For the past nine years, the University of Arizona College of Science has hosted a  series of public lectures on pressing scientific issues of the day. One year the theme was Cosmic Origins, another on the scientific basis of Climate Change. This year the topic is The Evolving Brain. So for the next five Monday evenings I’m off to learn more about how my brain began and where it might be heading. This week I learned that the tiny but surprisingly complex brain of the fruit fly is astonishingly similar in its rudimentary structure to my own. What do you suppose a fruit fly worries about?

It was fascinating. But what truly excited me was the event itself: more than 3,000 people, most of whom had earned their graying hair, came out on a mild January evening  and stood in line to fill up Centennial Hall and listen to a science professor expound on brain research. All those brains may be slowing down, but they’re not done evolving.

Then came an article by Benedict Carey in the New York Times that posited a new take on the data regarding cognitive decline with age. The learning models using word associations, he suggests, might favor younger adults. Educated older people know a lot more words and so they have to sift through a lot more vocabulary to find the best match. This may take longer, but it doesn’t mean the thinking part is inferior. Or older people may organize information differently than young people. Scientists make a distinction between “fluid”  and “crystallized” intelligence. “Fluid” includes short term memory and analytical reasoning, while “crystallized” is more accumulated knowledge, vocabulary and expertise. I know where I would test better.

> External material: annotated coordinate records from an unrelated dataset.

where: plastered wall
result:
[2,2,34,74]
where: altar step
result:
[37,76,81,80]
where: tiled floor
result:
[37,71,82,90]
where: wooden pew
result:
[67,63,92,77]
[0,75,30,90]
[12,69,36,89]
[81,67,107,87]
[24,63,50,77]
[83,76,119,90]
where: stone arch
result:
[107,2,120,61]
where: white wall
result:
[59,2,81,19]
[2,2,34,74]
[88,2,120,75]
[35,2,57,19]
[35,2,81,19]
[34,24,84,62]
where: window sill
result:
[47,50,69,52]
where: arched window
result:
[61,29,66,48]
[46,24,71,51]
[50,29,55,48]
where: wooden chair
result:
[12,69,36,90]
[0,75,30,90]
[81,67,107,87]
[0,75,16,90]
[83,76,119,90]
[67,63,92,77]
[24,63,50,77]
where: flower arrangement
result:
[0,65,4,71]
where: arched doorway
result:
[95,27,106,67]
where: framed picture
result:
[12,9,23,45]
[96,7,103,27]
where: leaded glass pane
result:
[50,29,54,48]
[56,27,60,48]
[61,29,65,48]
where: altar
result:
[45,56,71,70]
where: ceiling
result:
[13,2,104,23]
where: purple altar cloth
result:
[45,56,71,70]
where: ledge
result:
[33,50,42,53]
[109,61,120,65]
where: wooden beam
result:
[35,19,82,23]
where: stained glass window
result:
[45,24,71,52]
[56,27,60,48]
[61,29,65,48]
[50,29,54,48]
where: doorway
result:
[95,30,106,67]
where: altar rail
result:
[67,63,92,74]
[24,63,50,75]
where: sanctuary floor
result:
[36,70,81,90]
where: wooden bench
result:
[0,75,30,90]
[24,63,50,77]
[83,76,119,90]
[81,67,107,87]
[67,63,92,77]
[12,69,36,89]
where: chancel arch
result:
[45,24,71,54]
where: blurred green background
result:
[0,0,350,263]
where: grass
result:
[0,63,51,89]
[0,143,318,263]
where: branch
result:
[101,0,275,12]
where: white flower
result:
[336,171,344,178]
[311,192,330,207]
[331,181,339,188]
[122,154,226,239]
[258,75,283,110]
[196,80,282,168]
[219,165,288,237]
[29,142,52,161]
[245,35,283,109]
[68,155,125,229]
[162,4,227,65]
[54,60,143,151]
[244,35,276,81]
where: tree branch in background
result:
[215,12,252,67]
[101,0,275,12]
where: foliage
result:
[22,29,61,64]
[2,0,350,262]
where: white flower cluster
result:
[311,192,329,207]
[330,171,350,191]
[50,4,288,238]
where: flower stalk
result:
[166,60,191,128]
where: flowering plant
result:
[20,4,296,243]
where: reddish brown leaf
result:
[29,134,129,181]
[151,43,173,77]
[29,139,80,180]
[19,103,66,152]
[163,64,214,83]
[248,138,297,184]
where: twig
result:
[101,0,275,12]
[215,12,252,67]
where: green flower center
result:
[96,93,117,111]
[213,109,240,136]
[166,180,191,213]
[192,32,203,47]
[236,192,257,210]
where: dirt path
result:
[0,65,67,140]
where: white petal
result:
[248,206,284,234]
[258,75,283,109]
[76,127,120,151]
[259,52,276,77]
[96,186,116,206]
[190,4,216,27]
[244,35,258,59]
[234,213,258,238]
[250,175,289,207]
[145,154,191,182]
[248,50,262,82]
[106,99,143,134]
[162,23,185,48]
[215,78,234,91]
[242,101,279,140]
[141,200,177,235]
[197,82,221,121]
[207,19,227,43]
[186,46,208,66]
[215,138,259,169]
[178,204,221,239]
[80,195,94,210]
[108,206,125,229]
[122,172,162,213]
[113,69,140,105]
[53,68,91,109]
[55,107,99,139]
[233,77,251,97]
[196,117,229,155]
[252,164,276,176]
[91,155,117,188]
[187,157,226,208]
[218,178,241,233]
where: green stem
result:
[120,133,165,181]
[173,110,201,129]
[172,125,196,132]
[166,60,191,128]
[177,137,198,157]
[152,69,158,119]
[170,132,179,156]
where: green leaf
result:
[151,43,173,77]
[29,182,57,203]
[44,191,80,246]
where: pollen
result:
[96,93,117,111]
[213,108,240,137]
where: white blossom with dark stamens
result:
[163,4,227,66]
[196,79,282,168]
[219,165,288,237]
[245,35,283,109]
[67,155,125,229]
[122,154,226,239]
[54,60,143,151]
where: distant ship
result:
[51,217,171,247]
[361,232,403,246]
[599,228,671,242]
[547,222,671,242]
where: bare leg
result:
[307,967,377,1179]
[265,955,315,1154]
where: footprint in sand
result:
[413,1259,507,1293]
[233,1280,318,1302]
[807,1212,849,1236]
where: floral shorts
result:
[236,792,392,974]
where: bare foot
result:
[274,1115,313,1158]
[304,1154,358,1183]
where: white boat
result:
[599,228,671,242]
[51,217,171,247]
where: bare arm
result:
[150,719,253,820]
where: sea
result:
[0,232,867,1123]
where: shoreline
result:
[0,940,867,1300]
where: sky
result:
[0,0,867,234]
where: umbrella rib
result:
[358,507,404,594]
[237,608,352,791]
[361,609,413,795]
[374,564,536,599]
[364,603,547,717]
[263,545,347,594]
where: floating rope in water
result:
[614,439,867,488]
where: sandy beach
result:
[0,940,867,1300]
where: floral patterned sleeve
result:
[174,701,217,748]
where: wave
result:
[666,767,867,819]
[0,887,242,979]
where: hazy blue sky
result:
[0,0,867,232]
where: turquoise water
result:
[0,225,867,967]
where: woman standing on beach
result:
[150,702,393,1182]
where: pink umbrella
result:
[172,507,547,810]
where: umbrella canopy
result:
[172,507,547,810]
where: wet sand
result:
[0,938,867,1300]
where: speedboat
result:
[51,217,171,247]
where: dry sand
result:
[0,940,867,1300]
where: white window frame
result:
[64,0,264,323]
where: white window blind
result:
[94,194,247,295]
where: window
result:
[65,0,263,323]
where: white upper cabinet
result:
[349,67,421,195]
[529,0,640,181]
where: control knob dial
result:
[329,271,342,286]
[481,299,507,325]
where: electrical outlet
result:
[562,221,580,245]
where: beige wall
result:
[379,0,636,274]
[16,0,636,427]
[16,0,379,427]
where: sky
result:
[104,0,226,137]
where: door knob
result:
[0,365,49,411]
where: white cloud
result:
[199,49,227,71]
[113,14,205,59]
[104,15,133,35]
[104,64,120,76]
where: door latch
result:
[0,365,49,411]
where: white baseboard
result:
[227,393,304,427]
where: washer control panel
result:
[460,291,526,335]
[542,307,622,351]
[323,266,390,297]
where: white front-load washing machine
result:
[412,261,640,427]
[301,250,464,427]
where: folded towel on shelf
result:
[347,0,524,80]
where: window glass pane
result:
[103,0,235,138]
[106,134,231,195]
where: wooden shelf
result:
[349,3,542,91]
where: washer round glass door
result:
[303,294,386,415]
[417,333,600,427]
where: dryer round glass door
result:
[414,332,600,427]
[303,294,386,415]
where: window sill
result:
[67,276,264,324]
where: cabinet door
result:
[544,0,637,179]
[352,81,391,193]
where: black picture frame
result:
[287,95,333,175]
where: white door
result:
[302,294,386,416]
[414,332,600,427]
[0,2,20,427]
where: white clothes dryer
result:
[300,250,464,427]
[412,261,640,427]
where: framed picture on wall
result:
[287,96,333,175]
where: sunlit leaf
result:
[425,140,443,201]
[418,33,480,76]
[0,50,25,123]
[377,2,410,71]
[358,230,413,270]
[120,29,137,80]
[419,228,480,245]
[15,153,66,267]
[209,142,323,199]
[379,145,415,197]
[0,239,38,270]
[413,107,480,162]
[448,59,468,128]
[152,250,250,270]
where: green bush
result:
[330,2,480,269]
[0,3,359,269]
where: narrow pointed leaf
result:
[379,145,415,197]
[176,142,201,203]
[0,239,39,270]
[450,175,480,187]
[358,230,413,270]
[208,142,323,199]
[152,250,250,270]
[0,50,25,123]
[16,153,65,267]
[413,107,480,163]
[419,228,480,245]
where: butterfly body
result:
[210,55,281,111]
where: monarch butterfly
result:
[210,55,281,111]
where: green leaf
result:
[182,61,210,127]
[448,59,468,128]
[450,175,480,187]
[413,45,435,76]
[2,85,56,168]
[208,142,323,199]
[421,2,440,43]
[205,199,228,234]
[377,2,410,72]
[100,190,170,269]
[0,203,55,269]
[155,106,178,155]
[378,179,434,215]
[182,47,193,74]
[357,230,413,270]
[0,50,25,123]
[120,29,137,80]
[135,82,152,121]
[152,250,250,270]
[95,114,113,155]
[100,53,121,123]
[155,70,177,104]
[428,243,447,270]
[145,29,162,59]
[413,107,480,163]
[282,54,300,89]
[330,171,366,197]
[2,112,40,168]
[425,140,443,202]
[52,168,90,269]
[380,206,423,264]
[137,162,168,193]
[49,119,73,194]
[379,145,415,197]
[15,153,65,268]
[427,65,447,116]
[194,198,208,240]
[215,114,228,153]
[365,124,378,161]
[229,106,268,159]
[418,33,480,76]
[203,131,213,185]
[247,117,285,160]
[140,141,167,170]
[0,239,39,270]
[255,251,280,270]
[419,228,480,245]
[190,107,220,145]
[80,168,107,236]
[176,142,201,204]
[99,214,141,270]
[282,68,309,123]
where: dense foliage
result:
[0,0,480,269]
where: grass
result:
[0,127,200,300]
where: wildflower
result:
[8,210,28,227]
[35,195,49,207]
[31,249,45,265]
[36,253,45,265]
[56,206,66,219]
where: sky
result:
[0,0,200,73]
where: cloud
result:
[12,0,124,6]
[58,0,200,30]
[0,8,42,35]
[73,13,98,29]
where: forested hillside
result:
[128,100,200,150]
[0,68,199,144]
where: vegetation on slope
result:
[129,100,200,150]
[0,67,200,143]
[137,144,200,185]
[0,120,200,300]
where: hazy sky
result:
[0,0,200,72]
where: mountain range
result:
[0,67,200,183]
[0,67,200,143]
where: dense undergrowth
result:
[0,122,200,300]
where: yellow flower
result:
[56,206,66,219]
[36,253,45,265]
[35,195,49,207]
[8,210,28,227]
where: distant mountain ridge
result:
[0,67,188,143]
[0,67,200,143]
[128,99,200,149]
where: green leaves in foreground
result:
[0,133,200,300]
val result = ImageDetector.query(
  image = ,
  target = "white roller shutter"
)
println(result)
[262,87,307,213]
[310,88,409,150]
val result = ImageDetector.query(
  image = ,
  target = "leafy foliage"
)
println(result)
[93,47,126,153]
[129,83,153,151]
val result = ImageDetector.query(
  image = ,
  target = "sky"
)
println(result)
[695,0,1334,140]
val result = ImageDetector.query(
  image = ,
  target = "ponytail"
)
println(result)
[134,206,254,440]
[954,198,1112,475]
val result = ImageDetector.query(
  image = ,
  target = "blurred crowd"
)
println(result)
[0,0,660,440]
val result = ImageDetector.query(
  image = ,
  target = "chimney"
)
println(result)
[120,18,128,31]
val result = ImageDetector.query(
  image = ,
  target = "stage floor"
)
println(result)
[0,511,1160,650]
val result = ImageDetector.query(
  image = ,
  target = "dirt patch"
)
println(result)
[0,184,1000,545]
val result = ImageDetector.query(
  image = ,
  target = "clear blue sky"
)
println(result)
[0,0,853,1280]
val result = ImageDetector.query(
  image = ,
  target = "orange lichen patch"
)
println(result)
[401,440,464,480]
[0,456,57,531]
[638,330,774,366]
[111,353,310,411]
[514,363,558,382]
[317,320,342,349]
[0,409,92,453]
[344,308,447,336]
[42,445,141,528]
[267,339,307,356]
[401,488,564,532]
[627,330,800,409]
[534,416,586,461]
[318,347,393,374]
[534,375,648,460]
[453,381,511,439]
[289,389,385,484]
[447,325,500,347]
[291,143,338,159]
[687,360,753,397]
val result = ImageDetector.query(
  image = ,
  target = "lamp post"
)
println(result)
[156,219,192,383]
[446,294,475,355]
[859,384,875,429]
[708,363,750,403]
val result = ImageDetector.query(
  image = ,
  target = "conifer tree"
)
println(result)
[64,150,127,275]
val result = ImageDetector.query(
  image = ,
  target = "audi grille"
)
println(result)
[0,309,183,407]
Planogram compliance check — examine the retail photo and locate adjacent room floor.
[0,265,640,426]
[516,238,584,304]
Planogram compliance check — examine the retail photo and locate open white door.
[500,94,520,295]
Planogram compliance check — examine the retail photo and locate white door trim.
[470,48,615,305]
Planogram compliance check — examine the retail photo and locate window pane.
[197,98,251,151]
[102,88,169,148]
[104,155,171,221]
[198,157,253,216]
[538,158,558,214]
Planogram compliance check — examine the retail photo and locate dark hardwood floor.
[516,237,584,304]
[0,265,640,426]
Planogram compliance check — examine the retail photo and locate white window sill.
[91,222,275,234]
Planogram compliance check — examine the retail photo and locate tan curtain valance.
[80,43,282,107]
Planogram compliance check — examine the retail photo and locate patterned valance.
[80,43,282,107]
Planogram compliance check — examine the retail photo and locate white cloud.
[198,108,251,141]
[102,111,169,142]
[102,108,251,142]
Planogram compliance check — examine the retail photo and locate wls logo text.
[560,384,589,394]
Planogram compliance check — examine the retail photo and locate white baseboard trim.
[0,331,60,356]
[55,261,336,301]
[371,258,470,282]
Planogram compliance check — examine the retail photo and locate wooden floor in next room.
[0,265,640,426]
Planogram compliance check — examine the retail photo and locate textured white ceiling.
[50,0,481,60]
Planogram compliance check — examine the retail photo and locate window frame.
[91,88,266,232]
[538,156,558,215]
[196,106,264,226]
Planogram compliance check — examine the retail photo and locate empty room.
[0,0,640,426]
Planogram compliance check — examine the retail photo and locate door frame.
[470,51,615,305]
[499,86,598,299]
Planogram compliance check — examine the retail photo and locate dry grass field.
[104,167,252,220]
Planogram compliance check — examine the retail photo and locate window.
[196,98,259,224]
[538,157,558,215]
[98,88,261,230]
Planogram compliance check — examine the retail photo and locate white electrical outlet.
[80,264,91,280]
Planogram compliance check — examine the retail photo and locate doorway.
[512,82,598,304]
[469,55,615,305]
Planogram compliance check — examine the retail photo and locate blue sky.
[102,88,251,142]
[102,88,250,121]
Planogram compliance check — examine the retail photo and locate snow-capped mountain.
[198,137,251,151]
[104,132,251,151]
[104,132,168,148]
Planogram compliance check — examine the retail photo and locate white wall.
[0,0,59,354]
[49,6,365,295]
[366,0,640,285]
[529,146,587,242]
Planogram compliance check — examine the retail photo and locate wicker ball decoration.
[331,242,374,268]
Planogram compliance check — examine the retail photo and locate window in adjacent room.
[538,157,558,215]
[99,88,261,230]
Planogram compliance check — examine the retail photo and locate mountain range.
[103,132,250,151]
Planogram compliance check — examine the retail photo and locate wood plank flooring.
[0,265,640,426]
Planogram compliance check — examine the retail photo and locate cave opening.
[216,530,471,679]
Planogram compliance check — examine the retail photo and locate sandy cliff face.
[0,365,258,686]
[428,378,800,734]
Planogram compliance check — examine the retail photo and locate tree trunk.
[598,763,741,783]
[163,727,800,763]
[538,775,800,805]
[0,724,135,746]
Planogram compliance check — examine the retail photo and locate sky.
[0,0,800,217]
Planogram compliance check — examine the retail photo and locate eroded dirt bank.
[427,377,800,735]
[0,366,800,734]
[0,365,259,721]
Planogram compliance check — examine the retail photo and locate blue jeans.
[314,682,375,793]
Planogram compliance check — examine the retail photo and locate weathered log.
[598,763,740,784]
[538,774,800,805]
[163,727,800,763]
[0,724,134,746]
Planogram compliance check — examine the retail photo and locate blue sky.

Carey concludes his article with, “It’s not that you’re slow. It’s that you know so much.”

I feel better now. But I still wish I could give my brain a good vacuuming and sprucing up, get rid of all those useless bits of information (why am I using dwindling brain cells to remember our post office box number from the 1940’s?) and toxic attitudes that have built up over the years. And while I’m at it, I’d replace some of those old dead neurons in my substantia nigra. That and a new head of hair, I’d be good for another 75 years.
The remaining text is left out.